Le meraviglie del cielo erano il suo tetto,
un’anima invisibile alle persone, sconosciuta alla fortuna,
regalava i sogni a lenzuola di cartone, di cemento il letto.
Un giorno arrivò una solitudine che mette paura,
aveva il volto del nulla, l’odore d’infetto…
nelle strade vuote, Giovanna indifesa creatura,
sognava, più di ieri: parole, pensieri, un gesto d’affetto.
E mentre i balconi diventavano palcoscenici di quarantene,
e si elevavano canti e poesie dall’isolamento,
per sentirsi uniti nell’andrà tutto bene,
Giovanna donò il suo respiro al vento,
le membra alla terra, al cielo le sue pene.
Ave, o Maria
Maria lesse di amore terra promessa,
e sognò unione di Tea, illusione di poesia,
in un mare di rosa rossa…
Ave, o Maria piena di grazia…
Ripete ora per coprire,
incandescenti chiodi di parole,
che su croce d’amore, la fanno appassire.

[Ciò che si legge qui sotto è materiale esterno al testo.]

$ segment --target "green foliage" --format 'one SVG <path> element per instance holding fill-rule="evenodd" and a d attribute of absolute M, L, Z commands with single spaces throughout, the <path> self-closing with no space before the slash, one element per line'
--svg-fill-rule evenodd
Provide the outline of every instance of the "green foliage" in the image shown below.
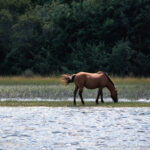
<path fill-rule="evenodd" d="M 0 0 L 0 74 L 150 75 L 149 0 Z"/>

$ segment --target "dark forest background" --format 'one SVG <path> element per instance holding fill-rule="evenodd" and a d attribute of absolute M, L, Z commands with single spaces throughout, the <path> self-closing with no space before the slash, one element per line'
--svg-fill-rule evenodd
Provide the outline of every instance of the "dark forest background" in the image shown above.
<path fill-rule="evenodd" d="M 150 0 L 0 0 L 0 75 L 150 76 Z"/>

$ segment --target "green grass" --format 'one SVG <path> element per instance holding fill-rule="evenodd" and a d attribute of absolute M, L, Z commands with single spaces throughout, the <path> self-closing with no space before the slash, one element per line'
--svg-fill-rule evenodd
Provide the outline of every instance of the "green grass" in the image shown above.
<path fill-rule="evenodd" d="M 82 105 L 81 102 L 77 102 L 77 105 L 73 105 L 70 101 L 0 101 L 0 106 L 6 107 L 150 107 L 150 103 L 139 103 L 139 102 L 107 102 L 99 103 L 85 102 Z"/>
<path fill-rule="evenodd" d="M 111 77 L 117 90 L 118 97 L 125 99 L 150 99 L 150 78 L 120 78 Z M 0 77 L 0 98 L 43 98 L 66 100 L 73 97 L 74 83 L 65 87 L 60 76 L 49 77 Z M 109 91 L 105 88 L 105 98 L 110 97 Z M 83 98 L 95 99 L 96 90 L 83 91 Z"/>

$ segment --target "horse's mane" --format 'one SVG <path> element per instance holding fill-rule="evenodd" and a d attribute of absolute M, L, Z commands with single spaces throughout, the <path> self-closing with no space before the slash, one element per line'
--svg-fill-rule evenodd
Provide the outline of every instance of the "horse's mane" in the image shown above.
<path fill-rule="evenodd" d="M 107 75 L 107 73 L 104 72 L 104 74 L 105 74 L 105 76 L 107 77 L 107 79 L 109 80 L 109 82 L 110 82 L 113 86 L 115 86 L 114 83 L 112 82 L 112 80 L 110 79 L 110 77 Z"/>

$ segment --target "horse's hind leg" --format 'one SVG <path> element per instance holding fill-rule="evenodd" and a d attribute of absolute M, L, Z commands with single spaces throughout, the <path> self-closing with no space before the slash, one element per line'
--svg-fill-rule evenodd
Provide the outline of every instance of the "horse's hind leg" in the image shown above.
<path fill-rule="evenodd" d="M 103 101 L 103 91 L 102 91 L 102 89 L 99 89 L 98 94 L 97 94 L 97 98 L 96 98 L 96 104 L 98 104 L 98 99 L 99 99 L 100 95 L 101 95 L 101 102 L 104 103 L 104 101 Z"/>
<path fill-rule="evenodd" d="M 77 94 L 77 91 L 78 91 L 78 87 L 76 86 L 75 89 L 74 89 L 74 105 L 76 105 L 76 94 Z"/>
<path fill-rule="evenodd" d="M 82 97 L 82 92 L 83 92 L 83 88 L 80 88 L 79 89 L 79 96 L 80 96 L 82 104 L 84 104 L 83 97 Z"/>

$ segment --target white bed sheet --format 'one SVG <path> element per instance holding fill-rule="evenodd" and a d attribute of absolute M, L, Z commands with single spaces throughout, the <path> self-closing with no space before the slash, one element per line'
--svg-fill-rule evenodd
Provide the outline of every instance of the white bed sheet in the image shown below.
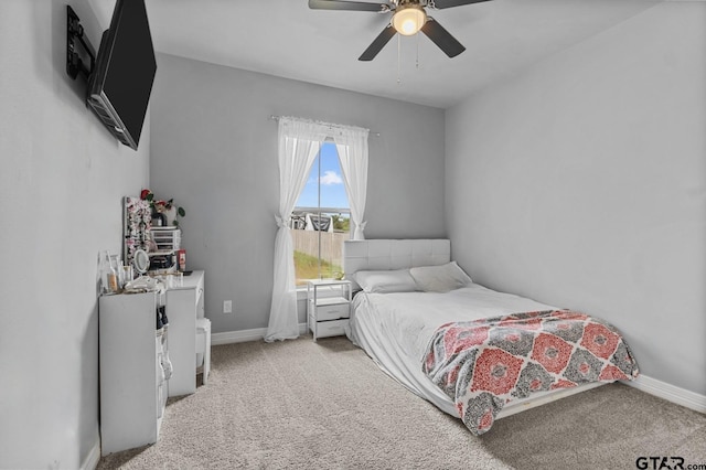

Incubo che la rende insonne…
Tu sei benedetta fra le Donne…
Di quelle mani sul suo corpo,
che non sono ambasciatrici di carezze,
non sono baci, ma artigli di corvo,
di gelosia le sentenze.
E a profanarle la pelle, di viola…
Santa Maria, madre di Dio…
Sono lame taglienti, colpi di pistola,
sono petali strappati, dall’odio.
Maria sognò poesia, visse speranza
di essere Luna, del Sole consorte,
ma è donna, sposa di violenza…
Adesso e nell’ora della nostra morte.
Amen.
L’AUTORE
Andrea Abruzzese è nato nel 1989 a Foggia, città in cui vive e lavora. Scrive poesie dall’età di 14 anni e una di esse, intitolata “Nemico invisibile”, è stata pubblicata sulla Bottega di poesia del 29/03/2020, di la Repubblica Torino, a cura di Gian Luca Favetto.